From America's Test Kitchen
Grilled steaks have many tempting qualities—rich, beefy flavor, a thick, caramelized crust, and almost zero cleanup or prep for the cook. But the occasional small bonfire caused by the rendered fat can leave pricey cuts of meat charred and tasting like the inside of a smokestack. We wanted to develop a surefire technique for grilling the three most popular premium steaks—strip, rib eye, and filet mignon—so they would turn out juicy and tender every time.
To get the crust we wanted, a very hot fire was essential. But we quickly learned we couldn’t cook a thick steak over consistently high heat without either burning the steak or causing the fat to drip down onto the charcoal and ignite. The solution was to cook these premium steaks over a two-level fire, searing them first over high heat and then moving them to the cooler part of the grill to cook through. For the strip and rib-eye steaks, lightly oiling the cooking grate was enough to get them going and keep them from sticking, but the lean filets mignons required a bit of olive oil to encourage browning. Otherwise, we didn’t fuss with our steaks before cooking them—a light seasoning with salt and pepper was sufficient.
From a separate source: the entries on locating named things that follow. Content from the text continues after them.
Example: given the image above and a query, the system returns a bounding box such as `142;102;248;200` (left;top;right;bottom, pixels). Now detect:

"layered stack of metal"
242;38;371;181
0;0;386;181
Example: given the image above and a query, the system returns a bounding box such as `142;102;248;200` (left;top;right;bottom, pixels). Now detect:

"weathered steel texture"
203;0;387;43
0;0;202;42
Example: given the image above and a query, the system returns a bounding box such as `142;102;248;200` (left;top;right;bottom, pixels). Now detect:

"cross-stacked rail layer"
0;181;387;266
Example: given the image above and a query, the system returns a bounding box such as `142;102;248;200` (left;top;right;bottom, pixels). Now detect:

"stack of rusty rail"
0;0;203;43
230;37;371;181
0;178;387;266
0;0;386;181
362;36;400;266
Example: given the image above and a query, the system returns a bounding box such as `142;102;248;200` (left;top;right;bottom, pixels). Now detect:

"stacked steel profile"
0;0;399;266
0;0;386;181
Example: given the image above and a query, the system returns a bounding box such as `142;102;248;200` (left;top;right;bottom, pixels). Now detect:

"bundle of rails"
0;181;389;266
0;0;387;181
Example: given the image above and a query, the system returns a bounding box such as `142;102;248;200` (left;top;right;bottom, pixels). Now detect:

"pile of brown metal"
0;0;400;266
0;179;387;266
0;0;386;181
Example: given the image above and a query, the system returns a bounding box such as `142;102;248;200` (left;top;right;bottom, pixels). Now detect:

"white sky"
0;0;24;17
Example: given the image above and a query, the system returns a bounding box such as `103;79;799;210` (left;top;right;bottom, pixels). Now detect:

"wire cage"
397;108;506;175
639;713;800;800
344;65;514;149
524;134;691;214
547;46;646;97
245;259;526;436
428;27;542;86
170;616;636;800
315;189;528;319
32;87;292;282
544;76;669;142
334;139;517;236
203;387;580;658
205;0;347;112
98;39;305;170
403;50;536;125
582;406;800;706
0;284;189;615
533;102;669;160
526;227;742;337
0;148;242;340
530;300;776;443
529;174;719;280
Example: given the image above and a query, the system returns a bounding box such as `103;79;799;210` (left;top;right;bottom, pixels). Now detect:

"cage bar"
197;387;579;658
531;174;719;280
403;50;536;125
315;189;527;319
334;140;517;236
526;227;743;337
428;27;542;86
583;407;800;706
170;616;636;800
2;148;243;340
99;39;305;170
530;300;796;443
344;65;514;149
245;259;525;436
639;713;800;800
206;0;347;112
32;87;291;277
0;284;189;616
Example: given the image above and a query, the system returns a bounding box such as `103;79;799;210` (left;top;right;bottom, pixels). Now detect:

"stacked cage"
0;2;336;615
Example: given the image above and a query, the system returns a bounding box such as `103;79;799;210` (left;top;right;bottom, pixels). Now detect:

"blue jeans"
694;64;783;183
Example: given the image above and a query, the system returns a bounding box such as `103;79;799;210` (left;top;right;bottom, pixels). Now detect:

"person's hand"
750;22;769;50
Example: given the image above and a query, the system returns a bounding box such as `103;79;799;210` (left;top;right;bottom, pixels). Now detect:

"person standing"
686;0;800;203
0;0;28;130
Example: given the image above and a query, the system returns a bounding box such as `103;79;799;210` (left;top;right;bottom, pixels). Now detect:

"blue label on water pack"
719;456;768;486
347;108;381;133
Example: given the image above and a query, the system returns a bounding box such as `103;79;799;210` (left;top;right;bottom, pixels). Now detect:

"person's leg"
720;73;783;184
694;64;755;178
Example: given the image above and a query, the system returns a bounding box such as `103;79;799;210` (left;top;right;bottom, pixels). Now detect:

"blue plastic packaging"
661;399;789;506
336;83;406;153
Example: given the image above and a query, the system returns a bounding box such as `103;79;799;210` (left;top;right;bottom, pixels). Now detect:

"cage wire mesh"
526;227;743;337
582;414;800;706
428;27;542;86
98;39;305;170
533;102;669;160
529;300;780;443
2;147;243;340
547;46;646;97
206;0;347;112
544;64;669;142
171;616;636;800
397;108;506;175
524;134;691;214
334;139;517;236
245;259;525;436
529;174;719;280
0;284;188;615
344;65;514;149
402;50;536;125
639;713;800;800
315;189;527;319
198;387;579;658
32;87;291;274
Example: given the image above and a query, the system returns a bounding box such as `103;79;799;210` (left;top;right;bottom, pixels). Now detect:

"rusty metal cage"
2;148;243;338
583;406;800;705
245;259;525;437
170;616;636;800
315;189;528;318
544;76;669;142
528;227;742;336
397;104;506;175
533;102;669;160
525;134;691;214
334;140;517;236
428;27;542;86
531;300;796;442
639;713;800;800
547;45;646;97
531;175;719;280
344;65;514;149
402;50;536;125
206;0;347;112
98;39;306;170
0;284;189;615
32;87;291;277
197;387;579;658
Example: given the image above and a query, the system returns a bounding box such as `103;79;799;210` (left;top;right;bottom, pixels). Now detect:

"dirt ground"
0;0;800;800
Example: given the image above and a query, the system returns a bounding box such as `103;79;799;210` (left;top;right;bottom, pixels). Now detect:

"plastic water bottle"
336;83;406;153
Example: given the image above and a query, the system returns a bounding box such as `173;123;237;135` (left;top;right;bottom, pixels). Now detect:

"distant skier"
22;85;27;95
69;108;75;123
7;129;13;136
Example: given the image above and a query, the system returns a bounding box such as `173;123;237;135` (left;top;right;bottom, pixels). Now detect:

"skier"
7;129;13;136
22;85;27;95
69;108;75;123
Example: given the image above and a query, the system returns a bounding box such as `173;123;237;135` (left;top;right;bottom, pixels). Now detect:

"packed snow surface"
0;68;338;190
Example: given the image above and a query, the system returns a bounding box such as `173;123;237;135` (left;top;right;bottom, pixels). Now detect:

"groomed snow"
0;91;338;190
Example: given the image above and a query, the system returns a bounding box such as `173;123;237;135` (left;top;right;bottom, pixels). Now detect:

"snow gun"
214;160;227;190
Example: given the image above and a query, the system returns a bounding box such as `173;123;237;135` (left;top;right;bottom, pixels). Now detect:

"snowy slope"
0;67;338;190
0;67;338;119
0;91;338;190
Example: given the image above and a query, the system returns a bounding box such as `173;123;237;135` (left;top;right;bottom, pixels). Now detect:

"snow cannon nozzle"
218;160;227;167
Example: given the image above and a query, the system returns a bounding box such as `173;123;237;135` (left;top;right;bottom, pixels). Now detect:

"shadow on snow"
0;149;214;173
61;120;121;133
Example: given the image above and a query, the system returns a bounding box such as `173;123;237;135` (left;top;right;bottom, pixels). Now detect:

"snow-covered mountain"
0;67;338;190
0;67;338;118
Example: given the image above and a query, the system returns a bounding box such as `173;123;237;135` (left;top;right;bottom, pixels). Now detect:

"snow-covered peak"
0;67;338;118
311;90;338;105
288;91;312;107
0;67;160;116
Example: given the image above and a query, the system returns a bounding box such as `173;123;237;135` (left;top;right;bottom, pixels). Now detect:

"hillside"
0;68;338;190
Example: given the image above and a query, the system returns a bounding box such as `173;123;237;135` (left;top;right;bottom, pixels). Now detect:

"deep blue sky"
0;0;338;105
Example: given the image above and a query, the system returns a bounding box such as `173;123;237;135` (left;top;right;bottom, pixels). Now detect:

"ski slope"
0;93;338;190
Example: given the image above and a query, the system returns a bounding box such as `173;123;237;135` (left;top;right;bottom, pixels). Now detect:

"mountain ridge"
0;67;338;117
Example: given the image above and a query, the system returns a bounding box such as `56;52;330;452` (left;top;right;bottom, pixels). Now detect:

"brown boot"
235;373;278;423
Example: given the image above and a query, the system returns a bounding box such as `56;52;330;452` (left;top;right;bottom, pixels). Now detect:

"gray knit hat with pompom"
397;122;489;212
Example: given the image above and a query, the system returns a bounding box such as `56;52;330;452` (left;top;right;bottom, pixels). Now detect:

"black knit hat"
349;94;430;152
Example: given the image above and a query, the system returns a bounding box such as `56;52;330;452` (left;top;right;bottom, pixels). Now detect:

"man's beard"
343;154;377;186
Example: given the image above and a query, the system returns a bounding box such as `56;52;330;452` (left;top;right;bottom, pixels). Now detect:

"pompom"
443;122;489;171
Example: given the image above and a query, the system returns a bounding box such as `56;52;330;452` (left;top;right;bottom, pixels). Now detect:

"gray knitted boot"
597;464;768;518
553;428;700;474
For seasoning the steaks, we prefer coarse-grained kosher salt because it's easier to sprinkle than fine-grained table salt. For grilling the steaks, we prefer hotter-burning hardwood charcoal, though regular briquettes are fine, too. If you use briquettes, use one large chimney-full (about 6 pounds); you may also have to sear the steaks about 30 seconds longer per side. If the filets are misshapen or unevenly cut, as supermarket steaks sometimes are, tie each one before grilling. We recommend serving the filets with one of the related recipes for flavored butters or olive oil; salsa verde is another excellent option.